Does 'Sharia Law' Have A Place In American Politics?
Sharia law, or the idea of it, has been playing an increasingly important role in this year's midterm elections, thanks in part to plans for a Muslim community center near Ground Zero. Some of the references to Sharia law have been hateful, while others illuminating, but all show that this concept moves in mysterious political ways.
Conservative leaders such as Newt Gingrich have warned that Sharia law is insinuating itself into our beloved American institutions. "We should have a federal law that says sharia law cannot be recognized by any court in the United States," he said last month, while discussing the so-called "Ground Zero Mosque," which he called "an effort to impose Sharia law."
Sharron Angle, the Republican Senate candidate from Nevada, also suggested last month that American towns Dearborn, Michigan, and Frankford, Texas, which she says have large Islamic immigrant populations, had been overtaken by Sharia law.

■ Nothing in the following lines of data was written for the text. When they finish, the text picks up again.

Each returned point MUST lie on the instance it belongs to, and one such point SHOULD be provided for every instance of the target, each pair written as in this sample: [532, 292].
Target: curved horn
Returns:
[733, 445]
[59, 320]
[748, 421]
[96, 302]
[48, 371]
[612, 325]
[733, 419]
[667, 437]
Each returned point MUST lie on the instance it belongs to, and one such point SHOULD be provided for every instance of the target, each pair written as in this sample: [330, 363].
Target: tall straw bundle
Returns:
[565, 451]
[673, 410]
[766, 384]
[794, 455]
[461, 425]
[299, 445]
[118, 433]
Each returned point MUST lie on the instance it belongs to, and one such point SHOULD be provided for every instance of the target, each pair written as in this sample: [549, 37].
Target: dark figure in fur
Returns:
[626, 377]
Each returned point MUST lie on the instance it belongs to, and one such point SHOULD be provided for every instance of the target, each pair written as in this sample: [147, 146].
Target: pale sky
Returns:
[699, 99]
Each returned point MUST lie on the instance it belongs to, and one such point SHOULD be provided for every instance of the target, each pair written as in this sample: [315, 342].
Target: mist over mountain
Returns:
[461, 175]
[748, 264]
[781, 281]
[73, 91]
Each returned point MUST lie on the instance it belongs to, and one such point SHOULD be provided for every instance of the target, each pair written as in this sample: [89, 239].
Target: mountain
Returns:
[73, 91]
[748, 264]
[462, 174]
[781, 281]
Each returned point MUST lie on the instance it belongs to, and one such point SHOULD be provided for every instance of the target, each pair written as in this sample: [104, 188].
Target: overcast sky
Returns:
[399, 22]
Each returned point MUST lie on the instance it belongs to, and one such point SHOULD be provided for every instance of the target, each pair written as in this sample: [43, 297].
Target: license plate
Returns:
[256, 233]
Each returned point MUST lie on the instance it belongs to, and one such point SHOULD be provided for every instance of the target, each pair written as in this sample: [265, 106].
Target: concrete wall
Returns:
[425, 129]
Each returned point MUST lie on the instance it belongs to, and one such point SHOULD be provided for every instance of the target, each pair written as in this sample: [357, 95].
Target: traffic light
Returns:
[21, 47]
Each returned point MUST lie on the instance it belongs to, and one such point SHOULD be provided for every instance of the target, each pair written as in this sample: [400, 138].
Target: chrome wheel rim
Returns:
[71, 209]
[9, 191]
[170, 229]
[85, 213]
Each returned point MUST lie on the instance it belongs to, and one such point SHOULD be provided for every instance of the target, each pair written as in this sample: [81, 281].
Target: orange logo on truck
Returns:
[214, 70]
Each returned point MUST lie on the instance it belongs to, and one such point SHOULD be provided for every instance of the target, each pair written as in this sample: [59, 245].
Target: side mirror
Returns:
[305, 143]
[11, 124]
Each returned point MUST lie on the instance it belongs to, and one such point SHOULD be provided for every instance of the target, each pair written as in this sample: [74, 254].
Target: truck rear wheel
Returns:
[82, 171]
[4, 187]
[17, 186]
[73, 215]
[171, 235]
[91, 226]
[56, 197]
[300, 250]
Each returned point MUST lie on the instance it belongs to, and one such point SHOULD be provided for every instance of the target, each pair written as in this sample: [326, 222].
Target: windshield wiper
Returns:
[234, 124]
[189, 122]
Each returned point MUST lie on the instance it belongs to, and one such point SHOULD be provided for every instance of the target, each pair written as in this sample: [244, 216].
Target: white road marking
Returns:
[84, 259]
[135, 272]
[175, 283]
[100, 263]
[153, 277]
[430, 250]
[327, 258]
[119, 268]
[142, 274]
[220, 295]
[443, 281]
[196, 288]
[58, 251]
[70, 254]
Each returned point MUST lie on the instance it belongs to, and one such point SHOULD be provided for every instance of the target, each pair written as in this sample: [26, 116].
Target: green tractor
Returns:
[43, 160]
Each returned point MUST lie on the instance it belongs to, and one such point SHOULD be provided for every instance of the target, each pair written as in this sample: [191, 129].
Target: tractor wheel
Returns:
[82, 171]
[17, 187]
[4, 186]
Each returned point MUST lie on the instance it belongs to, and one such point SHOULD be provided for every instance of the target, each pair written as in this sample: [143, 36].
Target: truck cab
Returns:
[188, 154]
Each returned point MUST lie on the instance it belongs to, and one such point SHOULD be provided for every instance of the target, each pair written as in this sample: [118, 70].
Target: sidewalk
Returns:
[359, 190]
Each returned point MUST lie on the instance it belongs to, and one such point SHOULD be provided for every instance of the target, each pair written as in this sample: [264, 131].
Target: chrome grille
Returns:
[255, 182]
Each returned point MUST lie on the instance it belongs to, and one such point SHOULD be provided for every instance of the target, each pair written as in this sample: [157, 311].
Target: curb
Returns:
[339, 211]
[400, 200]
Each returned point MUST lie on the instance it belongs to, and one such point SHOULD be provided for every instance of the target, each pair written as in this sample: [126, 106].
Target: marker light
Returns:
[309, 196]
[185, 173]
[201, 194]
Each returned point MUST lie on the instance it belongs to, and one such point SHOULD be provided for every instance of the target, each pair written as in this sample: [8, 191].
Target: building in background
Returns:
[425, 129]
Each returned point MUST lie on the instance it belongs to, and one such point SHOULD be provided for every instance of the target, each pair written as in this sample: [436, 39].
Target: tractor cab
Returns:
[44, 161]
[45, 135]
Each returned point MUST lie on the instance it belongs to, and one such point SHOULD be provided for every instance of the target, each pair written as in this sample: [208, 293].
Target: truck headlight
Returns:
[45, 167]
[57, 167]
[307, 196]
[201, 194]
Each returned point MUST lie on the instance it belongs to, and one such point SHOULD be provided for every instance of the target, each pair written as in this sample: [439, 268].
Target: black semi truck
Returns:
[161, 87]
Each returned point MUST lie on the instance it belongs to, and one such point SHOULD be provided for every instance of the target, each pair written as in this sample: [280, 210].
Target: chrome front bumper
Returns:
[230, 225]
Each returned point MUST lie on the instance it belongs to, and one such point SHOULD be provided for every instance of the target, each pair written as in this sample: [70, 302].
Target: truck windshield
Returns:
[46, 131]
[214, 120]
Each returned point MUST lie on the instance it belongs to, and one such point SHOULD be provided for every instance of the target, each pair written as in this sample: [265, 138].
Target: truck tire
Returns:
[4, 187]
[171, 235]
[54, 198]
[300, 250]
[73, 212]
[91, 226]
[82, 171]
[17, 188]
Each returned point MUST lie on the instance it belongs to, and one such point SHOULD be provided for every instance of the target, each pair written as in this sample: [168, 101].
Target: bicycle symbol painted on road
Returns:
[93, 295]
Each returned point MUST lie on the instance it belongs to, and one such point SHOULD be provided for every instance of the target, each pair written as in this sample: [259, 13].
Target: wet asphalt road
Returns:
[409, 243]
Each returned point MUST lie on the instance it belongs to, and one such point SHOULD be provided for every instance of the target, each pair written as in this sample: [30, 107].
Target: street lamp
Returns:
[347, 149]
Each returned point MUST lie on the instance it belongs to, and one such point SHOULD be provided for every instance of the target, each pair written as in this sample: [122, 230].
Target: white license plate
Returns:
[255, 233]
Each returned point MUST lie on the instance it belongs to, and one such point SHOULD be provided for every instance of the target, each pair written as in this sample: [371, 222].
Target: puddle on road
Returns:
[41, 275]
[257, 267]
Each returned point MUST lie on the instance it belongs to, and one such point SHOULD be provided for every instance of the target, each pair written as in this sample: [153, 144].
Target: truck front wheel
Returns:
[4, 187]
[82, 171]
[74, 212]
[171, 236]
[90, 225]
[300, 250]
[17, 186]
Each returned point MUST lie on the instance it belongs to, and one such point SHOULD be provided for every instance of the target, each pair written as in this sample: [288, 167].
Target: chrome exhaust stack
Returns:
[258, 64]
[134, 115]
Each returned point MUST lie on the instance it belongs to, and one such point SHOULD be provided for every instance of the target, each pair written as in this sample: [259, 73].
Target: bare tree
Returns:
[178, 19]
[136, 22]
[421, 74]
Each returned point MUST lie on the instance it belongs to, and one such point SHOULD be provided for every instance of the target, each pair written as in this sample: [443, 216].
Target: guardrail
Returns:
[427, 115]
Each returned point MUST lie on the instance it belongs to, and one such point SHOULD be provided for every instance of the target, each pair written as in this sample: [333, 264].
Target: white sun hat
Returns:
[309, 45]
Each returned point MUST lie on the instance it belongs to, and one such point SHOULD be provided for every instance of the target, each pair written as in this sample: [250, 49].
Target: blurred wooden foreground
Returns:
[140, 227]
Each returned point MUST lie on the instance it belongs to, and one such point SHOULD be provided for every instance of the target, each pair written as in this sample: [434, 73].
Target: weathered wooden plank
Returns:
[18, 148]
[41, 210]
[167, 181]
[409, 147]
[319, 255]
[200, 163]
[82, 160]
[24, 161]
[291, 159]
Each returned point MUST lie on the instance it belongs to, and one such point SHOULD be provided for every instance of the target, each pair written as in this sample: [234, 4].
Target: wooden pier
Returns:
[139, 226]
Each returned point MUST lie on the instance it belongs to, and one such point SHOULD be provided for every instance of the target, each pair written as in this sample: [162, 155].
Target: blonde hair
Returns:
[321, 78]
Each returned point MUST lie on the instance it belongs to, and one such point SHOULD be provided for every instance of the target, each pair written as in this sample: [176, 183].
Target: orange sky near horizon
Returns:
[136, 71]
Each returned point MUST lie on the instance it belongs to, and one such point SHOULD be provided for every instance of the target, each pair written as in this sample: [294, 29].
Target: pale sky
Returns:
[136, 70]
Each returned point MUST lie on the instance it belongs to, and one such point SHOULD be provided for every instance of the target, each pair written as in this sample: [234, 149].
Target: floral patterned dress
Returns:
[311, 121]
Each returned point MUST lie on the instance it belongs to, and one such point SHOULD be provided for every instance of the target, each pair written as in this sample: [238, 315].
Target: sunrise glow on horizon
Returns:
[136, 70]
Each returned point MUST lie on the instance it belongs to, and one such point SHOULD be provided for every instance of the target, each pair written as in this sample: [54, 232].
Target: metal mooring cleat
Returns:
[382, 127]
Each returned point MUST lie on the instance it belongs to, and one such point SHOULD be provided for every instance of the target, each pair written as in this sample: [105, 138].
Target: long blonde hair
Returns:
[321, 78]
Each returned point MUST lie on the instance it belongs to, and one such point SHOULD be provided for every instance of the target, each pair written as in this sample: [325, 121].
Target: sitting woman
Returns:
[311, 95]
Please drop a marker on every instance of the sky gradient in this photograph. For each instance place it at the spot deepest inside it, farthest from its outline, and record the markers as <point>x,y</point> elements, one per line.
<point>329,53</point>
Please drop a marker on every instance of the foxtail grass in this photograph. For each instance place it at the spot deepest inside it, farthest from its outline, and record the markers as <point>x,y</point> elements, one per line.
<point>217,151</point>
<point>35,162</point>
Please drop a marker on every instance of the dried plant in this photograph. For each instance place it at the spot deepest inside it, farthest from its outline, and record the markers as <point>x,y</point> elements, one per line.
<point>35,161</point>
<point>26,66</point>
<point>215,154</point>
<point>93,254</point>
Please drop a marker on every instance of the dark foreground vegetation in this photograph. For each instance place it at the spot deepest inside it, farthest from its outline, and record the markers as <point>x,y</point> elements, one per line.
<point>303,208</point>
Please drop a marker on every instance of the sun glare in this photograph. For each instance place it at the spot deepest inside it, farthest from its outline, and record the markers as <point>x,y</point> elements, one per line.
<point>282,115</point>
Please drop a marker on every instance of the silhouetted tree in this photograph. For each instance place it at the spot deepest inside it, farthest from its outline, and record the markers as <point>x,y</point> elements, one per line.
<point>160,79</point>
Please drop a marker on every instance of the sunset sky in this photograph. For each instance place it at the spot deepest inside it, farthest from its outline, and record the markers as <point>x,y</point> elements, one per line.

"We're talking about a militant terrorist situation, which I believe isn't a widespread thing, but it is enough that we need to address, and we have been addressing it," said Angle, after being asked about "Muslims taking over the U.S."
"Dearborn, Michigan, and Frankford, Texas are on American soil, and under Constitutional law. Not Sharia law. And I don't know how that happened in the United States," she opined. "It seems to me there is something fundamentally wrong with allowing a foreign system of law to even take hold in any municipality or government situation in our United States."
Meanwhile, a group called "Veterans Against Jihad" recently threw itself into the crusade to "awaken American Citizens to Islam's Jihadist religious mandate." Clearly these views are incendiary, dangerous, and, as Dearborn Mayor John O'Reilly Jr. said in a letter to Angle, entirely off base.
But the specter of Sharia law swings both ways: Sen. Jim DeMint's was roundly criticized earlier this month for saying that sexually active single women and gay people shouldn't teach in schools. Opponents compared his remarks to, yes, Sharia law, and even the Washington Post described his comments as "DeMint's Sharia Law." Along the same lines of using Sharia law to hammer the right wing, there's Democratic Rep. Alan Grayson's ad comparing his opponent, Dan Webster to the Taliban.
Grayson's commercial was panned for taking Webster's words out of context, yes, but the message still heard loud and clear: right wing conservatives like Webster, who pals around with "gay regulating" Christian nationalist David Barton, have politics that are just as oppressive as those espoused by Islamic fundamentalists, the very same people conservatives criticize.
Sharia law has, for better or for worse, become a major player in American politics. It's become rhetorical pawn, and can employed by either sides of the ideological divide to stoke xenophobic fear or to highlight radical, oppressive politics that single out women and gay men. And, with election day nearing, voters need to decide not whether they should be worried about encroaching 'Sharia law," but how the concept should be used on American political field, if at all.